Summary: Let's look at five examples of revival that began well, but failed.

Let's look at five examples of revival that began well, but failed.

1) Solomon's Revival and Failure

Can a man begin with revival and end up back in the world?

Solomon asked God for wisdom and knowledge, so God granted his wish and gave him incredible wealth as well (1 Kings 3). Beginning with settling a matter between two prostitutes (1 Kings 13), his fame for wisdom spread. With wisdom he built the temple (1 Kings 9; 2 Chronicles 3) and rebuilt Israel. Wisdom was not however evident in his marital choices (1 Kings 11). But God had warned Israel not to do this very thing, “Now King Solomon loved many foreign women. Besides Pharaoh’s daughter, he married women from Moab, Ammon, Edom, Sidon, and from among the Hittites. The Lord had clearly instructed the people of Israel, ‘You must not marry them, because they will turn your hearts to their gods.’ Yet Solomon insisted on loving them anyway. He had 700 wives of royal birth and 300 concubines. And in fact, they did turn his heart away from the Lord” (1 Kings 11:1-3 NLT) Married to pagan women, Solomon’s faithfulness to God slowly faded. Pagan worship began to take hold in Solomon’s heart and a life that began with humility and revival turned from God and Israel began to split in two. Wives have a lot of power for good or evil, to destroy a man or build him up, to strengthen or weaken a revival.

Rejoice, lovers of God, that we can see the danger of turning from God to worldly ways.

2) Asa’s Revival and Failure

Is revival entirely up to God or does our choice to do what is right also important?

Asa “did what was good and right in the eyes of the Lord his God.” (2 Chronicles 14:2 NIV) Was revival just a whim of heaven, or the result of something that Asa did? Taught by Azariah, Asa learned, “The Lord is with you when you are with him. If you seek him, he will be found by you, but if you forsake him, he will forsake you.” (2 Chronicles 15:2 NIV) How revival functions is not a mystery. Revival is heaven’s response to men seeking God, our response to someone who will teach us faithfully about God’s will. Functions of revival in Asa’s life include repairing the altar, sacrifice, making covenant with God, seeking God eagerly with rejoicing, destroying idols and peace all around. But one bad decision to rely on Aram, Hanani the seer told him, “You have done a foolish thing, and from now on you will be at war.” (2 Chronicles 16:9 NIV) Failed, Asa became angry with the seer, instead of repenting. (2 Chronicles 14-16)
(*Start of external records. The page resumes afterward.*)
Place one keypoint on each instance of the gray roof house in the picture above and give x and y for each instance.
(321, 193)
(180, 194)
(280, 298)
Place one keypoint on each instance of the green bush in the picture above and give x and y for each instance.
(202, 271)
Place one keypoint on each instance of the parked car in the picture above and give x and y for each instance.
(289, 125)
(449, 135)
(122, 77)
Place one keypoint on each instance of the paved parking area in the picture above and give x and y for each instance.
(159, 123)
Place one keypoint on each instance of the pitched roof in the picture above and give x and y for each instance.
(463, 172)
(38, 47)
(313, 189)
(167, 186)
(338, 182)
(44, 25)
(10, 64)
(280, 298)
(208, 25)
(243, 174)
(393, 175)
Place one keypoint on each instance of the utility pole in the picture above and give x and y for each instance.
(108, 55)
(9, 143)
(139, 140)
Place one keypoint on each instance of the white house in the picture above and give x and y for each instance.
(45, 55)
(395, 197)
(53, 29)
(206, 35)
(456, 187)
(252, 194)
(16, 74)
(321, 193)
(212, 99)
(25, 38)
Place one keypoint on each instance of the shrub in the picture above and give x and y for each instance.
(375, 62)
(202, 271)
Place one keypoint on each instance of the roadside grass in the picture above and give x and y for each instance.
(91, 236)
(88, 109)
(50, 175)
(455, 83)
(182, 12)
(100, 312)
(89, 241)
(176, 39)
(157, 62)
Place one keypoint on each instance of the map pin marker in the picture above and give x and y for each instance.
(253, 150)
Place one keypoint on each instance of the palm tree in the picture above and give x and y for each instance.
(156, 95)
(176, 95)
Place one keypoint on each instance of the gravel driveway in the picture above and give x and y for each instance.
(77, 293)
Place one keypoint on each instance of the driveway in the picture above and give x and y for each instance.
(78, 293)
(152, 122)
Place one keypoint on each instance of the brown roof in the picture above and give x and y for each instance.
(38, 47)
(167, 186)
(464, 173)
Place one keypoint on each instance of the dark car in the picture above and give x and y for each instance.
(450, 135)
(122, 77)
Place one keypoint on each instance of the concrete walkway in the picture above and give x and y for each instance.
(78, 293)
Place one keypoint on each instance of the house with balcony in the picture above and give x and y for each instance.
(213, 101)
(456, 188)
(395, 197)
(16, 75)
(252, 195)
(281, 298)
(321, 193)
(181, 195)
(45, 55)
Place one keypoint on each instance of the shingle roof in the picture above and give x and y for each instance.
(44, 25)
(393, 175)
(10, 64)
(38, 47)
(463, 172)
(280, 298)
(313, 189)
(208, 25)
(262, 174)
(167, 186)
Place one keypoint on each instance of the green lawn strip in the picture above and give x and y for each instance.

Rejoice, lovers of God, turn to Him with sincere hearts and He will turn to you with revival, but make sure that every decision is made according to God’s will.

3) Jehoshaphat’s Revival

Does seeking God have anything to do with Him bringing revival?

Why did God bring revival to Judah under Jehoshaphat? Did he seek God? “Now the Lord was with Jehoshaphat, because he walked in the former ways of his father David; he did not seek the Baals, but sought the God of his father, and walked in His commandments and not according to the acts of Israel.” (2 Chronicles 17:3-4). Revival began inside him, “his heart took delight in the ways of the Lord” (vs 6). Come let us too take pleasure in our God and His ways. To relish when His word is taught, will bring revival to our hearts too. Jehoshaphat did however make some major mistakes; he helped wicked Ahab and Ahaziah, kings of Israel. (2 Chronicles 17-20)

Rejoice, lovers of God, because seeking God with a heart that delights in the ways of the Lord brings personal revival that can spread to others.

4) Amaziah’s Revival and Failure

Is doing what’s right the only important thing, or does God also look on our hearts?

Amaziah teaches a great lesson for all those who may be faithful church goers, but do not worship God from the heart, because he did what was “right in the sight of the Lord, but not with a loyal heart.” (2 Chronicles 25:2) Obediently, as he executed the murderers of his father, he was respectful of the law of God, and so did not kill their children. Reversing a bad decision, he discharged troops hired from corrupt Israel. Bad decisions were to continue though, as he began to worship useless foreign gods which had not protected the people of Seir. Decisions have consequences, and Amaziah was eventually killed by his own people from Jerusalem.

Rejoice, lovers of God, because revival comes from the heart, not religious deeds alone.